Originally posted by Class A If the metamerism index is defined that way -- assuming a standard human observer (surely individuals have differing colour perception) -- than that'll be fine.
I wasn't sure whether, e.g., DxOMark just measures RGB separation.
I could image that different sensors use different colour filters to achieve different image aesthetics. Surely a lot of things (colour separation, colour fidelity, sensitivity) must be balanced and there are more than just one "correct" solutions.
I might be wrong, though.
Well, Unsinkable II thinks I know nothing about this, so take my response with a grain af salt
Neverthless, I'd say that the usage of different colour filters to achieve different image aesthetics is not an option. Humans perceive colors they way
they do. Their perception was measured in field tests and turned into norm ISO 17321.

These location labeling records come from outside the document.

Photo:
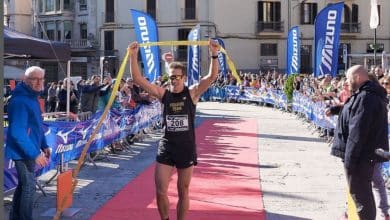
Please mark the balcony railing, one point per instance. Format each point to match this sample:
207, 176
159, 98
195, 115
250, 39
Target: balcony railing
79, 44
269, 26
350, 27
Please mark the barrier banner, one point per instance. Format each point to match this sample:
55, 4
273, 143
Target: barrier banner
146, 31
193, 58
67, 139
326, 40
293, 51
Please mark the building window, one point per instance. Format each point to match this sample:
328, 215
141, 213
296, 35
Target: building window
83, 5
50, 30
182, 50
58, 5
40, 6
49, 5
269, 11
308, 13
190, 9
269, 50
68, 4
151, 8
68, 30
83, 31
110, 11
58, 28
109, 40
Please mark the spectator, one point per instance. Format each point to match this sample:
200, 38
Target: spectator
26, 143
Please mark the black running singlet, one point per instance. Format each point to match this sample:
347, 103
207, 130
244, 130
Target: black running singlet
179, 118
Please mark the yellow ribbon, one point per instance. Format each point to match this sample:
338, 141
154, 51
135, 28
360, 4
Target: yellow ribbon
112, 98
192, 43
92, 137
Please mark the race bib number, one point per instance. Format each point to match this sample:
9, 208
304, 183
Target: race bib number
177, 123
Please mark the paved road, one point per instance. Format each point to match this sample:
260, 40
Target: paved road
299, 179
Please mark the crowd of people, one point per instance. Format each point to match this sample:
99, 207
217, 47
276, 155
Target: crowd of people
349, 96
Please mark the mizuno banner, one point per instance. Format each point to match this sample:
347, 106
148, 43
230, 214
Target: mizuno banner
293, 51
146, 31
222, 58
326, 40
193, 58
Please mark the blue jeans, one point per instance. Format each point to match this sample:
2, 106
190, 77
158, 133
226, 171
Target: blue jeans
22, 202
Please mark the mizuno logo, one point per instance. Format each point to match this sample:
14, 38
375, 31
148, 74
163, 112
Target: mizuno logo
195, 55
143, 26
327, 51
294, 59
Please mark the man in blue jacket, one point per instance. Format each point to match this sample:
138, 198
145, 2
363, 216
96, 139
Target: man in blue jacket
26, 144
361, 129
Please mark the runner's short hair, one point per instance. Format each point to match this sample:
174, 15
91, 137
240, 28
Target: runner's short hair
178, 65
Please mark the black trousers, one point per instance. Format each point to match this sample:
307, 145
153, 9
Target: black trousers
360, 188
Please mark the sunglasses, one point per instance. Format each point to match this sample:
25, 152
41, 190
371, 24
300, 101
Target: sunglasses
177, 77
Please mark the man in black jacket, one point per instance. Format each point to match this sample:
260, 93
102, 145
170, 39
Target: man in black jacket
361, 129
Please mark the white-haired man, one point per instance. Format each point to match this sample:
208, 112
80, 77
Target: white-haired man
26, 143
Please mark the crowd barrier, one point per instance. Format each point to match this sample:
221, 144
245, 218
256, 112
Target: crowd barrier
67, 139
313, 111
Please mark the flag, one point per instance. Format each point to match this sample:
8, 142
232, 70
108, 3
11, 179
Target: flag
146, 31
326, 39
222, 58
193, 58
293, 51
374, 18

Actually, the studies for these norms were originally done to classify the naturality of light sources but serve well to test camera colors as well.
The test basically measures the deviation of a camera's RGB response from a standardized RGB response, for something like twenty or so color patches produced in a standardized process (not cheap to aquire). You see the patches in DxO's full color spectrum charts. The standardized RGB response is derived from a patch with known tristimulus values where a majority of humans say to see the same color.
In order to achieve a metamerism index of 100, the color filters would have to replicate the exact spectral response curve of the three types of human cones. This article contains interesting information about the spectral sensitivity of the eye and semiconductors:
http://www.astro.rug.nl/~sctrager/teaching/observing_techniques/Detectors1.pdf
It is known that Canon has a not very selective red channel (and DxO measurements confirm this, cf. the RGB calibration matrix coefficients). Therefore, the color noise is a bit amplified and color sensitivity is a bit reduced. However and surprsingly, the metamerism index for Canon cameras is not worse. The metamerism index doesn't change if you add one channel response curve to another if they originally didn't overlap.